Find the Text Feature
Students will be able to identify nonfiction text features.
- Gather students together on the rug as if you are reading aloud to them.
- Review the differences between fiction and nonfiction texts with the students in a brief conversation. Examples might include: Fiction is imaginary and nonfiction is about something real, you learn facts from nonfiction, etc.
- Ask them if they know what a picture walk is. Have a brief discussion about what a picture walk is and why you might do one before reading a book. Answers might include: learn what the book is about, predict what will happen or what they will learn, ask questions that include the who/what/where of the book.
- Explain that you will be taking a “text feature walk” using a nonfiction text to learn about some special things authors use in nonfiction texts to teach their readers about the topic.
Explicit Instruction/Teacher modeling(10 minutes)
- Show students the nonfiction text you will be learning about during the lesson.

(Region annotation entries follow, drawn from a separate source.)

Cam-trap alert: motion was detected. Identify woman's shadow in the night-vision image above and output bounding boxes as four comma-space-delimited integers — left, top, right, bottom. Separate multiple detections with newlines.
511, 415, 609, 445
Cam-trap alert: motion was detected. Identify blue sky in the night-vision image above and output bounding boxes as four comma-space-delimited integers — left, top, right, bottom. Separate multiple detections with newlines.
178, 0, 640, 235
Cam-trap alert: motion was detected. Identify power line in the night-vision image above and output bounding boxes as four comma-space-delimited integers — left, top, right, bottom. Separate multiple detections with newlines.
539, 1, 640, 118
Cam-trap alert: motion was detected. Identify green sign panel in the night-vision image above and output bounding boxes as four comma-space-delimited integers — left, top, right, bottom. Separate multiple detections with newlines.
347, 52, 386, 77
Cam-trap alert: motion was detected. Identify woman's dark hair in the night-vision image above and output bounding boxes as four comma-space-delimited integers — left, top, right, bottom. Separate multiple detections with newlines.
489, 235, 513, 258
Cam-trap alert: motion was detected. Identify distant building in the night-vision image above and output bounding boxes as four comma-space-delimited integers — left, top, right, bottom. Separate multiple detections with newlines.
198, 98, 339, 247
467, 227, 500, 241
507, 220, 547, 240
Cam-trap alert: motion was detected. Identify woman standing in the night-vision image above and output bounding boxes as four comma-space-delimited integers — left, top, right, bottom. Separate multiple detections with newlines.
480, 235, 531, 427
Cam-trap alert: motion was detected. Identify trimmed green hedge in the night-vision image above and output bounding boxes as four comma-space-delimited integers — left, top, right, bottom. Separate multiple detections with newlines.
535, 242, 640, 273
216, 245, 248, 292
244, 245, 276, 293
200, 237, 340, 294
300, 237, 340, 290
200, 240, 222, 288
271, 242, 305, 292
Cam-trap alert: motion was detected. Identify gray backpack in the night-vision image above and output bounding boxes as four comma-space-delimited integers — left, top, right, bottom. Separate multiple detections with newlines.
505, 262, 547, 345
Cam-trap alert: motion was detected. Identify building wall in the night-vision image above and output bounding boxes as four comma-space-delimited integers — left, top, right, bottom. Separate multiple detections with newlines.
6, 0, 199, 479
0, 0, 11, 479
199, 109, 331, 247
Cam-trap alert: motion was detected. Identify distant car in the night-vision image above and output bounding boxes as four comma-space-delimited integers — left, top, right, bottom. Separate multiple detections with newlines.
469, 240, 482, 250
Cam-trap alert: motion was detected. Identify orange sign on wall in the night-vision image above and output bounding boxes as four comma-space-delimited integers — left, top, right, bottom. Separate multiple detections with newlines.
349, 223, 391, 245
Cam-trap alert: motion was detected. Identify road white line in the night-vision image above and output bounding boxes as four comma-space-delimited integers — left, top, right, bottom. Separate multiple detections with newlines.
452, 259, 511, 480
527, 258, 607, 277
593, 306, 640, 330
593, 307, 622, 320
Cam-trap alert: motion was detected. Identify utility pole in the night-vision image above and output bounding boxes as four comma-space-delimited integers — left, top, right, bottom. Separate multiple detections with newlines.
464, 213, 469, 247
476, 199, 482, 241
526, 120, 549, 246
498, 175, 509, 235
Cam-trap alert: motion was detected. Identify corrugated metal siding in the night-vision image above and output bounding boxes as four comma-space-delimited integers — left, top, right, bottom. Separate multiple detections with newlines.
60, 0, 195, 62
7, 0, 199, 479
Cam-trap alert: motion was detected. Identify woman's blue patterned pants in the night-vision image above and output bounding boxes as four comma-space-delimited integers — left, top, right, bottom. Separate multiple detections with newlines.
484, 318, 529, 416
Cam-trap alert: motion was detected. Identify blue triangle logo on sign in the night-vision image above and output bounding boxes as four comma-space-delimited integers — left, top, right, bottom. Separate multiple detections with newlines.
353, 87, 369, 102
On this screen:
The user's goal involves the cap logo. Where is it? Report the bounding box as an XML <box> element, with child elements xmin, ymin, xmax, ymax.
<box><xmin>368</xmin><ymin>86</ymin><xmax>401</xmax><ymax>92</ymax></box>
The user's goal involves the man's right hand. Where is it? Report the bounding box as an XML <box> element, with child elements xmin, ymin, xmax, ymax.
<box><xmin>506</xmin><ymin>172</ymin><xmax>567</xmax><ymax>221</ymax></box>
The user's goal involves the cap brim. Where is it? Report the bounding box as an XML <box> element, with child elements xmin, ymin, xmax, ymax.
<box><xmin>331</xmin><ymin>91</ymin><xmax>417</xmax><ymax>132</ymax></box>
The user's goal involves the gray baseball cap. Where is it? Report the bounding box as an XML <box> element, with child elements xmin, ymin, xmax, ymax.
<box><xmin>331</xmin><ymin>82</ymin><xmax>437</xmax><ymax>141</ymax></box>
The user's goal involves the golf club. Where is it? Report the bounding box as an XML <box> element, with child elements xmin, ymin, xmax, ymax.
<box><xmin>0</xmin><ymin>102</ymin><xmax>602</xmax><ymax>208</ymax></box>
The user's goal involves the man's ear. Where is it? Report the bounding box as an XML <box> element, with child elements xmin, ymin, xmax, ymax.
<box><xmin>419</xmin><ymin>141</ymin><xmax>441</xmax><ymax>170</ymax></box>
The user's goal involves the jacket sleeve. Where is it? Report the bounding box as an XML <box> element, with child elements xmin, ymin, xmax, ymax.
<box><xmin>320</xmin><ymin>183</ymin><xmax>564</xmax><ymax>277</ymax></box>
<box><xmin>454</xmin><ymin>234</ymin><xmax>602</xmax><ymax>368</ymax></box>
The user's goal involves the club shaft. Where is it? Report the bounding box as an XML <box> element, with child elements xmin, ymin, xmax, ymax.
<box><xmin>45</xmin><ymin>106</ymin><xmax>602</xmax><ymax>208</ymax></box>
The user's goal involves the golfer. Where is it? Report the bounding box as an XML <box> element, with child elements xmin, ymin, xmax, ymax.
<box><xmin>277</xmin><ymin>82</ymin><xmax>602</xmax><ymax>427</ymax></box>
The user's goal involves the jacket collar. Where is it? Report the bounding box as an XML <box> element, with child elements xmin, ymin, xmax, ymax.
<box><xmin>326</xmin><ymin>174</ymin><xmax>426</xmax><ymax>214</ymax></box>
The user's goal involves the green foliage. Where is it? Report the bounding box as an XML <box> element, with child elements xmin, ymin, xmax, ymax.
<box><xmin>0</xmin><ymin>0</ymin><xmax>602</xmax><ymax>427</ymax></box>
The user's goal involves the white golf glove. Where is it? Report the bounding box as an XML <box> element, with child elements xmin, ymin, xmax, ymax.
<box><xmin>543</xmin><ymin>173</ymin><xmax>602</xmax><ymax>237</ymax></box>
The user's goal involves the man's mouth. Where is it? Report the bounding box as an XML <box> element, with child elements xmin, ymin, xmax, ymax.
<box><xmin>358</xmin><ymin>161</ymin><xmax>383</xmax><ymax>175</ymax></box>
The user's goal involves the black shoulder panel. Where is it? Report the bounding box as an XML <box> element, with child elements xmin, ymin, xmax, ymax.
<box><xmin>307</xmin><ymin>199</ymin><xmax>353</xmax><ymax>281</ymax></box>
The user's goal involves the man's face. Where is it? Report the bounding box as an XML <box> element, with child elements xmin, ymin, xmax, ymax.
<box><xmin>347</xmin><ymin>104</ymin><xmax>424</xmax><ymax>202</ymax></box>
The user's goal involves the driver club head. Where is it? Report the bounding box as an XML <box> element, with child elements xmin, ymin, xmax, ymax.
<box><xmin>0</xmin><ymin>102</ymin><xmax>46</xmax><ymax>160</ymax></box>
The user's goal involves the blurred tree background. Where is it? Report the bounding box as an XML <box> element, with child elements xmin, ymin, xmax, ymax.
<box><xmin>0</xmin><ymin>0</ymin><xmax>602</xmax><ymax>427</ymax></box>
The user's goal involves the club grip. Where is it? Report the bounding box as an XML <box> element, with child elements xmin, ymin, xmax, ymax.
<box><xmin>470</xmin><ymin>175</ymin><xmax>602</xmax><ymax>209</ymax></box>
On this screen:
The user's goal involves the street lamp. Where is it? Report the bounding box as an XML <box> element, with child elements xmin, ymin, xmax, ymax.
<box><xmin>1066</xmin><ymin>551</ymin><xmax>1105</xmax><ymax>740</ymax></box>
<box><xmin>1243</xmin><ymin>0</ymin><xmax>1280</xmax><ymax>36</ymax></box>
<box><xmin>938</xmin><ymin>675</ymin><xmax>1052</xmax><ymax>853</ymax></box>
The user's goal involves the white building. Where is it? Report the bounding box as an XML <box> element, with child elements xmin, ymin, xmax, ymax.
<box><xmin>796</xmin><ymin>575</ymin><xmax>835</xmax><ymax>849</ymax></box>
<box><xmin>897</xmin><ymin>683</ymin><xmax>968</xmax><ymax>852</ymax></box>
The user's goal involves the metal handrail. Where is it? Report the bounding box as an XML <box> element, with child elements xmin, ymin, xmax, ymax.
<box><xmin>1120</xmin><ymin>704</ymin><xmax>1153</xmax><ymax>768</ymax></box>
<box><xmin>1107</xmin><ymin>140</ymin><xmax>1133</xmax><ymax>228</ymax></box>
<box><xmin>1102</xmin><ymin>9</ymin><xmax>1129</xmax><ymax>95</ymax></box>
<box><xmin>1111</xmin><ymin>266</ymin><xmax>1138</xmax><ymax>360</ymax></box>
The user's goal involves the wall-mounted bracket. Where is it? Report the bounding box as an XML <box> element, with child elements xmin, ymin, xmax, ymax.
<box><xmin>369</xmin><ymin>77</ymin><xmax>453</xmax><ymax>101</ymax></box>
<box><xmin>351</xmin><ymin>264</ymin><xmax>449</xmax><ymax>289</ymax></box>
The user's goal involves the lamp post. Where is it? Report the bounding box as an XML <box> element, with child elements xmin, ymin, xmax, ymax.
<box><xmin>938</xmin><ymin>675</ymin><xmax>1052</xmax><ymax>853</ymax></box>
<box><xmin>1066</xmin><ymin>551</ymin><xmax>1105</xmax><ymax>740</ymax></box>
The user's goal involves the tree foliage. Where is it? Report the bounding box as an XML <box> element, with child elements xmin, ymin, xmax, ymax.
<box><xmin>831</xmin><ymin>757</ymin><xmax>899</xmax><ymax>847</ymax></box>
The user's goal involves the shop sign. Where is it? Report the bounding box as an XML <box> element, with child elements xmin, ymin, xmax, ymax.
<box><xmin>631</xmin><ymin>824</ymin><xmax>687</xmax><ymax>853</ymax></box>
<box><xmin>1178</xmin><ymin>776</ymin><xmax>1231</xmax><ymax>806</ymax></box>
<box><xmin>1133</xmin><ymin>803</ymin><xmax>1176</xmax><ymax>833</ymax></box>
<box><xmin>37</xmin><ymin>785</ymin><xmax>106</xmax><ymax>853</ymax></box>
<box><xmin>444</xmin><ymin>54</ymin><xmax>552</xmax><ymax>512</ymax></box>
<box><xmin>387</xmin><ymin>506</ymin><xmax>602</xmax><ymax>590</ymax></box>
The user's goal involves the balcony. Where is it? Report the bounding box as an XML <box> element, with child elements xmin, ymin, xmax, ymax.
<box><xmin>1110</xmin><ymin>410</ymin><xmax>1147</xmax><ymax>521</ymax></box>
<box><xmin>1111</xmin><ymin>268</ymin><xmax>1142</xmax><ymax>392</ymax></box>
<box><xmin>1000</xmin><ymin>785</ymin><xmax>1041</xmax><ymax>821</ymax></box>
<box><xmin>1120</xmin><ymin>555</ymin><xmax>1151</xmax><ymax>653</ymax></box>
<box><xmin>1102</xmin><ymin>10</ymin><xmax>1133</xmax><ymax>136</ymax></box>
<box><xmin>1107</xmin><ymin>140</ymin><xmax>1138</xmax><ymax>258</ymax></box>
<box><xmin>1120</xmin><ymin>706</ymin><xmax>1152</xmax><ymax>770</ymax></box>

- Slowly flip through the nonfiction text, pointing out text features on each page. Point out the table of contents, photographs or pictures, labeled diagrams, headings, and bolded words. As you point out each feature, explain to students what it is and ask them why it might be useful. For example, a bolded word signifies something important and can be found in the glossary at the back of the book.
Guided Practice(12 minutes)
- Explain that now students will spend time looking through nonfiction texts with a partner in their own “text feature walk.”
- Pass out a nonfiction text to each pair and encourage them to slowly flip through the book, pausing on each page to identify and discuss the text features.
- After 10 minutes, get students’ attention and ask them to share out what they discovered on their text feature walk.
Independent working time(15 minutes)
- Explain that now students will spend time independently working to complete the Text Feature Matching Cards worksheet and go over instructions, then have students complete the activity independently.
- For students who are struggling readers and/or require reading support during the independent work time, form a small group to work with the teacher to complete the Text Feature Matching Cards worksheet as a group.
- For advanced students, provide them with blank writing paper and have them create their own short nonfiction book that includes text features such as a table of contents, labeled diagrams, and a glossary.
- Collect the worksheets and assess whether students were able to accurately identify and match text features such as titles, table of contents, headings, labels, and diagrams.
Review and closing(5 minutes)
After the 15 minutes of independent work time has concluded, ask students to return to the rug with their completed activity sheets. They can share out with the group when they think using text features might help them as they read. End by saying, “Did you know you just created your very own glossary of nonfiction text features? You can glue this sheet into your writing notebooks and use it to remind yourself what each text feature means.”